Monsieur le ministre, le rapport annexé au projet de loi, censé fixer les objectifs et les moyens dévolus à la politique de sécurité intérieure pour les cinq prochaines années, reflète à merveille la philosophie de ce texte.
Il décrit les grandes lignes de vos desseins en matière de sécurité, tout en traitant de questions budgétaires qui, à l’évidence, n’y ont pas leur place.
User d’un tel procédé est fort contestable, voire peu courageux, car il vous permet de ne prendre aucun réel engagement devant la représentation nationale, ce rapport n’ayant pas de valeur normative.
Ce rapport annexé a donc pour seul objet de masquer la réalité de la réduction des effectifs alloués à la lutte contre l’insécurité !
En vérité, comment peut-on prétendre être plus efficace avec moins de présence humaine sur le terrain ? Il n’y a même pas eu de concours de gardien de la paix en 2009, si bien que, à l’horizon de 2012, nous aurons perdu 12 000 policiers nationaux. Nos territoires le ressentent et en souffrent.
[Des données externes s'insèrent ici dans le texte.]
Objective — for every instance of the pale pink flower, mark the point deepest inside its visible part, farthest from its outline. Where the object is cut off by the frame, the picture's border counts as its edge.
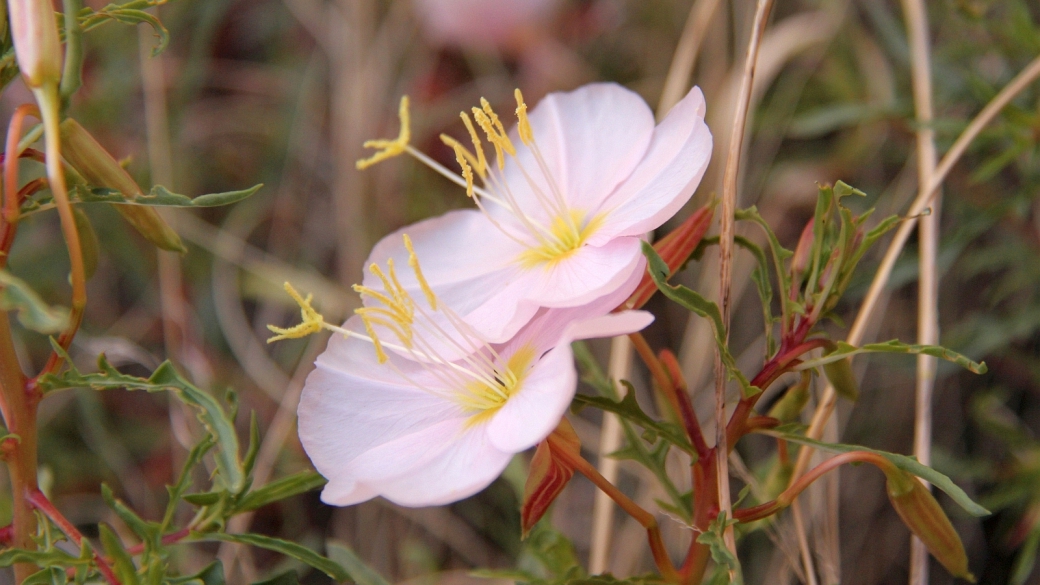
(562, 208)
(426, 431)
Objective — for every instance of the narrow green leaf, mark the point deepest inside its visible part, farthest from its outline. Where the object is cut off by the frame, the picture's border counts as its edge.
(122, 562)
(280, 489)
(32, 311)
(359, 569)
(908, 464)
(630, 410)
(292, 550)
(895, 347)
(165, 377)
(695, 302)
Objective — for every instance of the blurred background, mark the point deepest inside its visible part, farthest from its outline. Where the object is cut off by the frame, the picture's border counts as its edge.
(284, 93)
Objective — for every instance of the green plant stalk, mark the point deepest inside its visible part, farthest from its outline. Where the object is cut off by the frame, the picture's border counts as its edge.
(20, 414)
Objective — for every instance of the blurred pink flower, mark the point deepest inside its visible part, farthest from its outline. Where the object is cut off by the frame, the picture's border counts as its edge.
(484, 24)
(562, 208)
(427, 431)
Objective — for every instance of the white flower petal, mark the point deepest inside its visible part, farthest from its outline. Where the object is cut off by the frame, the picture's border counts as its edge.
(591, 140)
(667, 176)
(531, 413)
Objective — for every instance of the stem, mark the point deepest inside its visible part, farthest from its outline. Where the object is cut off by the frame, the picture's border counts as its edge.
(787, 497)
(20, 414)
(40, 502)
(47, 97)
(631, 508)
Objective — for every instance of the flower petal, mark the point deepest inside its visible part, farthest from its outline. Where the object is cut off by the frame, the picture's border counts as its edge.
(667, 176)
(591, 140)
(531, 413)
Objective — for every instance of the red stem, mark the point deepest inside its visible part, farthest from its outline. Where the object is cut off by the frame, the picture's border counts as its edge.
(40, 502)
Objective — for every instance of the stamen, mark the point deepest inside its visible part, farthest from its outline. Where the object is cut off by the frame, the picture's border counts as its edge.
(523, 126)
(413, 261)
(311, 321)
(482, 166)
(390, 148)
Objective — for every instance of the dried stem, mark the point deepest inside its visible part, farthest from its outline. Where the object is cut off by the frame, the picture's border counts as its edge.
(826, 406)
(726, 256)
(631, 508)
(928, 286)
(602, 512)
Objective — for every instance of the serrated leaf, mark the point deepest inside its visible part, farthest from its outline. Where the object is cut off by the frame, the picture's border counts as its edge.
(908, 464)
(122, 562)
(695, 302)
(286, 548)
(894, 347)
(32, 311)
(630, 410)
(359, 569)
(165, 377)
(280, 489)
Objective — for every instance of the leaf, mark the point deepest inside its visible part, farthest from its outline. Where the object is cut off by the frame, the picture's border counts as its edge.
(292, 550)
(32, 311)
(280, 489)
(894, 347)
(726, 562)
(630, 410)
(360, 571)
(87, 242)
(287, 578)
(165, 377)
(908, 464)
(123, 563)
(210, 575)
(703, 307)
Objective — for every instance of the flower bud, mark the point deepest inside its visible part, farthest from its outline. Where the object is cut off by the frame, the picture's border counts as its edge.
(675, 250)
(99, 168)
(34, 31)
(548, 474)
(924, 516)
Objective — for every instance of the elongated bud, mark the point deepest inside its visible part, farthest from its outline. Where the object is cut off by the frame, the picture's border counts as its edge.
(100, 169)
(34, 31)
(675, 250)
(549, 474)
(925, 517)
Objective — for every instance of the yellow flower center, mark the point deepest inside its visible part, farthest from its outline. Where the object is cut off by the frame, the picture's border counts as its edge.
(484, 400)
(566, 235)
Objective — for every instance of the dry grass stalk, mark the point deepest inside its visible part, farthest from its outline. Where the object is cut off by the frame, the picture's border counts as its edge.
(619, 366)
(928, 285)
(685, 54)
(726, 253)
(865, 314)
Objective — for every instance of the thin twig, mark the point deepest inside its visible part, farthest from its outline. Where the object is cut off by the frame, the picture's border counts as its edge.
(928, 285)
(726, 255)
(602, 512)
(826, 406)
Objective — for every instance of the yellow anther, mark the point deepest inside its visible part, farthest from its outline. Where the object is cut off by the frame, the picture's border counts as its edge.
(485, 123)
(381, 356)
(460, 149)
(526, 134)
(389, 149)
(482, 161)
(311, 321)
(413, 261)
(467, 172)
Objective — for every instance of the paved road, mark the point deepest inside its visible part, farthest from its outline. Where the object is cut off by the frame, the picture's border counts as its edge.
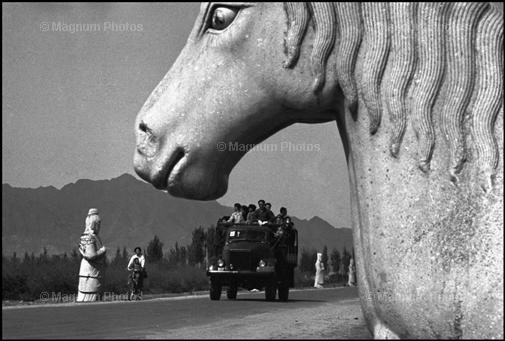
(175, 317)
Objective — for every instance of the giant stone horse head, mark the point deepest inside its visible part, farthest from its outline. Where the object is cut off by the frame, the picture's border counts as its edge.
(416, 90)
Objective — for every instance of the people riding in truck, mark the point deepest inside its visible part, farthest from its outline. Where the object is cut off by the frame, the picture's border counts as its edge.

La hausse de la délinquance est étrangement concomitante des vagues de suppressions de postes de l’éducation nationale : 16 000 postes supprimés à la rentrée prochaine ! Et je ne parle pas de la suppression des RASED, qui ont pourtant permis de prendre en charge bon nombre d’enfants en difficulté. Une telle situation est franchement inadmissible, mais vous vous gardez bien de l’évoquer dans le rapport annexé, alors que le lien avec les questions de sécurité est évident.
Au-delà des doutes que l’on peut nourrir quant à la véracité des chiffres présentés, ceux-ci tendent malgré tout à démontrer que la gendarmerie disposera au total de moyens réduits et moins bien répartis pour lutter contre la délinquance et garantir la sécurité de nos concitoyens. Du reste, nous persistons à penser que le rattachement de la gendarmerie au ministère de l’intérieur, que consacre le rapport annexé, est inefficace et dangereux.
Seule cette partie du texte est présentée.